Царь при этом обещал понизить цену на соль и уничтожить казенные монополии.
Народ упал на колени и благодарил его восторженно.
Воспользовавшись этим, он обратился вновь к народу.
– Я, – произнес он со слезами, – обещал выдать вам Морозова… Я не оправдываю его… Но выдать его вам я не вправе: он с детства мне дядька и второй мне отец. Когда в Бозе почивший царь Михаил умирал, он отдал меня на его попечение; притом как я его выдам, царица, жена моя, умрет от печали, он ведь женат на ее сестре.
Царь сильно зарыдал.
Многие из народа закричали:
– Многие лета царю!
– Да будет воля Божья и государя!
– Возвратить Морозова… довольно душегубства.
Но Морозов сошел с политического поприща и в Москву не скоро возвратился.
Шестого августа писал царь игумену Кирилловского монастыря грамоту о том, чтобы на случай ярмарки Морозов оттуда удалился, так как может быть возмущение и он может пострадать. Сам же царь сделал собственноручные приписки со всех сторон, и мы сохраняем орфографию подлинника.
«И вам бы сей грамоте верить и сделать бы и уберечь от всякого дурна, с ним поговоря против сей грамоты, да отнут бы нихто не ведал, хотя и выедет куды; а естли сведают и я сведаю, и вам быть кажненным, а естли убережете его, так как и мне добро ему сделаете, и я вас пожалую так, чево от зачяла светя такой милости не видали; а грамотку сию покажите ему, приятелю моему».
Но такой безграмотности нечего удивляться, грамота и наука в тот век были почти синонимы; так царь Михаил Федорович дал знаменитому «ученому» гольштинцу, Адаму Олеарию, опасную (пропускную) грамоту, которая гласила: «Ведомо нам учинилось, что ты гораздо (очень) научен и навычен астроломии, и географус, и небесного бегу, и землемерию, и иным многим надобным мастерствам и мудростям, а нам, великому государю, таков мастер годен».
Впрочем, тот же царь Михаил в Чудовом монастыре основал греко-латинское училище, так что литературы греческая и латинская были уже доступны обществу.
Что же получил за свои подвиги собинный друг царя Никон?

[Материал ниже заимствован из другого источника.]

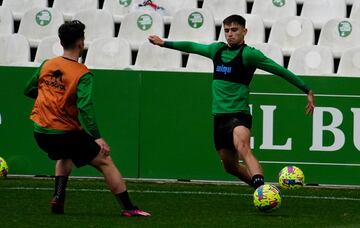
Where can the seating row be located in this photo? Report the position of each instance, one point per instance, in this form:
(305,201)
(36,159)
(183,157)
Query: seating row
(115,53)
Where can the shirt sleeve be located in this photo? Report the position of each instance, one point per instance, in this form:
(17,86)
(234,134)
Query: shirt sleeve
(257,59)
(31,88)
(86,106)
(207,50)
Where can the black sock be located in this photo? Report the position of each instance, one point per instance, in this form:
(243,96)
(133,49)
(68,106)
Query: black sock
(124,200)
(60,187)
(257,180)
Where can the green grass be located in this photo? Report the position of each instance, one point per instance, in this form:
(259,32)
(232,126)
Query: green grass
(25,203)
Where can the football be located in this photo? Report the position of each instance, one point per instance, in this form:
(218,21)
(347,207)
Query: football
(4,169)
(267,198)
(291,177)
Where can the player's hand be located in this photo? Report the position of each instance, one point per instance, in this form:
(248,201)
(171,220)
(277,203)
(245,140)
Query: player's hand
(104,147)
(156,40)
(311,103)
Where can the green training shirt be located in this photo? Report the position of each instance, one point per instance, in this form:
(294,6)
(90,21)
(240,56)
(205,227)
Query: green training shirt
(231,97)
(84,103)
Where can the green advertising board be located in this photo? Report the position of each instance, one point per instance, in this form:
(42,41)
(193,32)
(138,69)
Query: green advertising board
(159,126)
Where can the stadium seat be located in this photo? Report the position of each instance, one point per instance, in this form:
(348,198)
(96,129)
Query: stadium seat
(19,7)
(138,25)
(312,60)
(272,51)
(350,62)
(70,7)
(193,25)
(118,8)
(320,11)
(198,63)
(14,49)
(272,10)
(224,8)
(49,47)
(152,57)
(355,11)
(339,35)
(172,6)
(39,23)
(99,24)
(109,53)
(255,27)
(6,21)
(292,32)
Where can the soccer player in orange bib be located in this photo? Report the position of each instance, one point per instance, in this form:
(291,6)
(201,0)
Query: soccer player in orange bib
(62,89)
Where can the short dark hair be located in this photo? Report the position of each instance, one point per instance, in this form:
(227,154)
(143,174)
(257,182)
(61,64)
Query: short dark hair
(70,33)
(234,19)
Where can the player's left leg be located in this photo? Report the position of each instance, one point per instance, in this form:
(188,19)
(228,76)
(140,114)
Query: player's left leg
(117,185)
(63,169)
(230,161)
(241,136)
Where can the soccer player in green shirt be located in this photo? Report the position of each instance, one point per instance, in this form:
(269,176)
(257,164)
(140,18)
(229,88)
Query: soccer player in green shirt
(234,67)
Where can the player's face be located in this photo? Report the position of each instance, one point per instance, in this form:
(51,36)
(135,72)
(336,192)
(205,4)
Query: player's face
(234,34)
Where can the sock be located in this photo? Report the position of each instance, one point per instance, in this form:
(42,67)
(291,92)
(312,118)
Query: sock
(124,200)
(257,180)
(60,187)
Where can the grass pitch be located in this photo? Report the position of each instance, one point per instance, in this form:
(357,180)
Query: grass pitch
(24,202)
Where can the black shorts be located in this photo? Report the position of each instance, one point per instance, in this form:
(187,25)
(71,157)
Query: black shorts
(78,146)
(224,126)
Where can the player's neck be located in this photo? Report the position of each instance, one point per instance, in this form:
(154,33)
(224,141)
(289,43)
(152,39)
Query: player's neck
(71,54)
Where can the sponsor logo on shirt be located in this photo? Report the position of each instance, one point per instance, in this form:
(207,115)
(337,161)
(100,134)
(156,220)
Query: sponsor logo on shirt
(56,80)
(223,69)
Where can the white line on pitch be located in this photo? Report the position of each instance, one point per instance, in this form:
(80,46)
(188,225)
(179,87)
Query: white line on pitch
(311,163)
(185,193)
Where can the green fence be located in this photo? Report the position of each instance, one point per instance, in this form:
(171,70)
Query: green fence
(159,125)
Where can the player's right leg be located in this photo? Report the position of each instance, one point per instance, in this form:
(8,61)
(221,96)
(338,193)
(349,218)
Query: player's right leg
(241,138)
(63,169)
(230,161)
(117,185)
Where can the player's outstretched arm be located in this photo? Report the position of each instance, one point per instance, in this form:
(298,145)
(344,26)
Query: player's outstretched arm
(311,102)
(156,40)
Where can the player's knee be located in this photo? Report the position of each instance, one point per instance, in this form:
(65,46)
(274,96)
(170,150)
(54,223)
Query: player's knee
(102,161)
(229,167)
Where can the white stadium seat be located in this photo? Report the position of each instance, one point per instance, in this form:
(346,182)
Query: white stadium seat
(312,60)
(138,25)
(99,24)
(355,11)
(14,49)
(39,23)
(291,33)
(118,8)
(350,62)
(19,7)
(193,25)
(172,6)
(152,57)
(272,51)
(272,10)
(6,21)
(109,53)
(198,63)
(340,35)
(255,27)
(70,7)
(320,11)
(224,8)
(49,47)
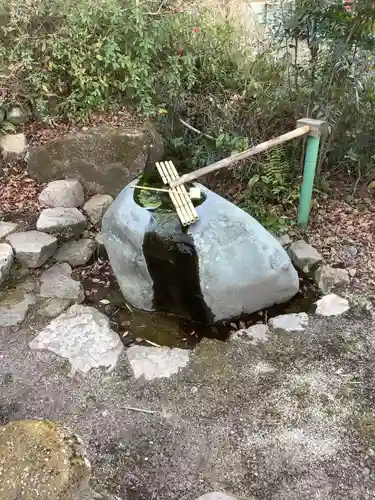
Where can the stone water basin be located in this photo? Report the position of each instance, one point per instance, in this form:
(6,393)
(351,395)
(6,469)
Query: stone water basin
(221,267)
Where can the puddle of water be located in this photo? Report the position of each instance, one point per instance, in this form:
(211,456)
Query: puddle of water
(149,328)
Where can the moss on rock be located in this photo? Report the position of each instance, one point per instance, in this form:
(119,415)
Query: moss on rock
(39,460)
(104,159)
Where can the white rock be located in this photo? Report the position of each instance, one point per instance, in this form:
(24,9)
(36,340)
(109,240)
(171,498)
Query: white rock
(294,322)
(331,305)
(16,115)
(327,277)
(7,228)
(13,146)
(96,207)
(156,362)
(51,308)
(84,337)
(64,222)
(253,334)
(101,250)
(14,307)
(284,240)
(6,260)
(217,495)
(303,255)
(76,253)
(66,193)
(32,248)
(56,282)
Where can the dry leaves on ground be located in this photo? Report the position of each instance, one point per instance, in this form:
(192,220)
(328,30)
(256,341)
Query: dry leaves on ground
(344,234)
(18,192)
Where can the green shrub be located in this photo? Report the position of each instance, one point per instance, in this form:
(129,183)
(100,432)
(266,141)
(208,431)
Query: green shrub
(70,58)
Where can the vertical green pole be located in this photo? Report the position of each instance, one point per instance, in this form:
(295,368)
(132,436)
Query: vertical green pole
(311,159)
(317,129)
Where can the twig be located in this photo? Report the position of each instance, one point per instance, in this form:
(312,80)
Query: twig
(150,189)
(158,11)
(190,127)
(141,410)
(128,307)
(152,343)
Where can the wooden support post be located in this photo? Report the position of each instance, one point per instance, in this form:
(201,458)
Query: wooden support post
(226,162)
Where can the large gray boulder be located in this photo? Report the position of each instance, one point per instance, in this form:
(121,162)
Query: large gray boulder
(102,158)
(67,193)
(224,265)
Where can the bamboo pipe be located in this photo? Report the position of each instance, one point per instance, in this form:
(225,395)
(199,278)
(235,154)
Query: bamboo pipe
(225,162)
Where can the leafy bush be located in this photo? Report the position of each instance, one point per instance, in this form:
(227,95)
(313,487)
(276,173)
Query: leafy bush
(71,58)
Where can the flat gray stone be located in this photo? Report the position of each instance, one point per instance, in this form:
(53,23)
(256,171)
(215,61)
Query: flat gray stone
(32,248)
(56,282)
(51,308)
(156,362)
(327,278)
(7,228)
(254,334)
(66,193)
(63,222)
(350,250)
(239,266)
(304,256)
(285,240)
(13,146)
(84,337)
(294,322)
(14,307)
(331,305)
(96,206)
(6,260)
(76,253)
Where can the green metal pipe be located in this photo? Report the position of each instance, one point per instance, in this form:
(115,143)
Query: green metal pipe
(311,160)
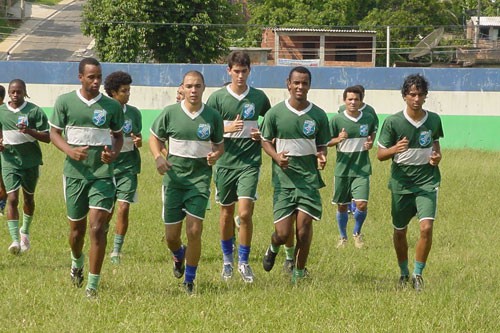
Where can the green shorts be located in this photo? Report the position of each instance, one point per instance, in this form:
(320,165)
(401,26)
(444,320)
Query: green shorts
(126,187)
(179,202)
(406,206)
(25,178)
(234,184)
(286,201)
(349,188)
(82,194)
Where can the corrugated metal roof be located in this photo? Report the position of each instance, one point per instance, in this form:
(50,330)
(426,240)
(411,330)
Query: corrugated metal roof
(322,30)
(487,21)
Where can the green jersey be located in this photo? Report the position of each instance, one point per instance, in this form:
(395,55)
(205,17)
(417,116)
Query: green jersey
(22,151)
(87,123)
(410,170)
(366,108)
(190,137)
(239,149)
(299,133)
(129,160)
(353,159)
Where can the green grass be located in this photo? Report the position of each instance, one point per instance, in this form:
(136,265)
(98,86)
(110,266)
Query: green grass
(348,290)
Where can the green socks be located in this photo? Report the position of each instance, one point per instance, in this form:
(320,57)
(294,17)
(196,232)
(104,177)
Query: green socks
(13,229)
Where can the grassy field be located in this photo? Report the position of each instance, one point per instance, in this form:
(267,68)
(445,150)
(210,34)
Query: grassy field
(349,290)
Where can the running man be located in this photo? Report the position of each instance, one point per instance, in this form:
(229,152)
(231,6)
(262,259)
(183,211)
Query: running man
(87,117)
(411,139)
(128,164)
(301,134)
(237,171)
(352,133)
(22,125)
(194,133)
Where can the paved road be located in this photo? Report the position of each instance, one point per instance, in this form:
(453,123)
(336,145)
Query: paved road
(57,38)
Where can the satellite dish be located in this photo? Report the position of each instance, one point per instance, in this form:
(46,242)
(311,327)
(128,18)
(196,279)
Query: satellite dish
(426,45)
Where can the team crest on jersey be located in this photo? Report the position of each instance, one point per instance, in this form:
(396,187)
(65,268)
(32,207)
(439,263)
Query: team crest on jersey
(425,138)
(203,131)
(22,120)
(99,117)
(248,110)
(309,127)
(363,130)
(127,126)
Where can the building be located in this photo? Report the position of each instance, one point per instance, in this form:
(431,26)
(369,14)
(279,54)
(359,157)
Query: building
(320,47)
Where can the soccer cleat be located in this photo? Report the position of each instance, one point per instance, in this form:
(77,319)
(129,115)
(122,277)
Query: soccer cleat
(179,265)
(91,293)
(15,248)
(246,273)
(403,281)
(227,272)
(358,241)
(417,282)
(115,258)
(288,266)
(342,243)
(268,260)
(25,242)
(189,288)
(77,276)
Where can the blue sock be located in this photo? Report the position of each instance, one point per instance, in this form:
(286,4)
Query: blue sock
(419,267)
(403,266)
(227,250)
(243,254)
(342,219)
(179,254)
(190,274)
(359,219)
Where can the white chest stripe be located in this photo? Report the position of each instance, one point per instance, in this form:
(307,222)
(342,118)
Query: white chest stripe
(296,147)
(245,132)
(189,148)
(414,156)
(88,136)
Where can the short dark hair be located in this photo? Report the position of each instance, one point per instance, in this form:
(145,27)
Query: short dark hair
(355,90)
(115,80)
(417,80)
(87,61)
(302,70)
(238,58)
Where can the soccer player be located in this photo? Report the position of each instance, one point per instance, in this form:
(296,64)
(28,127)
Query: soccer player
(22,125)
(194,132)
(301,134)
(353,132)
(237,171)
(365,108)
(3,194)
(411,139)
(128,164)
(87,117)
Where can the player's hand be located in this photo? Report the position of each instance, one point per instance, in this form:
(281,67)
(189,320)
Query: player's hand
(369,143)
(435,158)
(255,134)
(137,140)
(237,124)
(108,155)
(402,145)
(79,153)
(343,135)
(321,158)
(283,160)
(162,165)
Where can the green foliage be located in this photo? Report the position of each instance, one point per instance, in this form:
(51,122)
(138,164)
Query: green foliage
(161,31)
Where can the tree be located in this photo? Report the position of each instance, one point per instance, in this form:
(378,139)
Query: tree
(173,31)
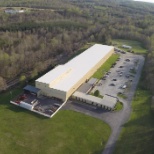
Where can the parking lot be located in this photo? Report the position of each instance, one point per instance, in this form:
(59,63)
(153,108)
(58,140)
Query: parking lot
(121,76)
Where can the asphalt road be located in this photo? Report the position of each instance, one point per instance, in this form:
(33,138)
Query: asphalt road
(114,119)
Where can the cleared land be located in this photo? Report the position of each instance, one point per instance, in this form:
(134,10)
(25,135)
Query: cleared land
(136,46)
(138,134)
(118,106)
(106,66)
(25,132)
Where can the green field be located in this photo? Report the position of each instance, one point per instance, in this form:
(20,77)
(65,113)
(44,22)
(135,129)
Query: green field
(68,132)
(136,46)
(118,106)
(105,67)
(138,134)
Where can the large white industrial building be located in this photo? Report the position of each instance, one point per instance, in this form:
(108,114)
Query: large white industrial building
(64,80)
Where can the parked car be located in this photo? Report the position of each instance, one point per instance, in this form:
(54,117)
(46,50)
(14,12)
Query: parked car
(128,60)
(112,84)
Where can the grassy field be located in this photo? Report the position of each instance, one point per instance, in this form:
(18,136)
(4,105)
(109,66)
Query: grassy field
(68,132)
(118,106)
(138,134)
(105,67)
(136,46)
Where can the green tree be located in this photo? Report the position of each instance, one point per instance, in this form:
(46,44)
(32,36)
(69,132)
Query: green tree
(96,93)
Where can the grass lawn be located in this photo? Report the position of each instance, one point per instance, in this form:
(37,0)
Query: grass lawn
(136,46)
(138,133)
(68,132)
(118,106)
(106,66)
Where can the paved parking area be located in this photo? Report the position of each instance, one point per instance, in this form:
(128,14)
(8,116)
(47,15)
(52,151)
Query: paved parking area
(123,72)
(114,119)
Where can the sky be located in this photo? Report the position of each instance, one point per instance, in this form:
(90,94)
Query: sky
(151,1)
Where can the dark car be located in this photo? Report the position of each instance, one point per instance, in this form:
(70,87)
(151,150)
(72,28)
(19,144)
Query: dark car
(112,84)
(120,66)
(128,60)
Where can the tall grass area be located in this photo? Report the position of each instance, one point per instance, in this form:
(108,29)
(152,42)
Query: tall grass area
(68,132)
(136,46)
(138,133)
(106,66)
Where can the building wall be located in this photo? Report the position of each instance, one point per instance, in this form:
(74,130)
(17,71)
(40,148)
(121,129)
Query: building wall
(47,91)
(88,75)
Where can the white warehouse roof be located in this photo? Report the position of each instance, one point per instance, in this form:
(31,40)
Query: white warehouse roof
(64,77)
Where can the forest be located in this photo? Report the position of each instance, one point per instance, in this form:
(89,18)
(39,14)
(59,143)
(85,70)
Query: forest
(51,31)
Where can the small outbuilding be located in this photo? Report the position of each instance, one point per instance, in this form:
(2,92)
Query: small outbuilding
(32,90)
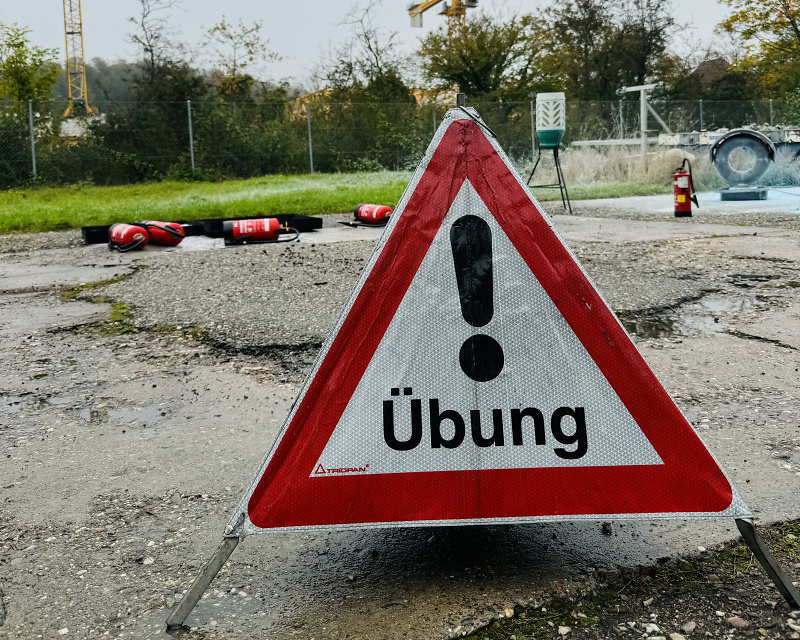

В течение очень непродолжительного времени его поставили во епископы, когда престарелый Аффоний отошел на покой в Хутынскую обитель, и хиротонисан в новгородские митрополиты.
Когда в Успенском соборе, в присутствии царя и многочисленного народа, патриарх совершал посвящение, в уединенном уголке одна монашка, проливая слезы умиления, молилась горячо «о Нике и о преосвященнейшем Никоне».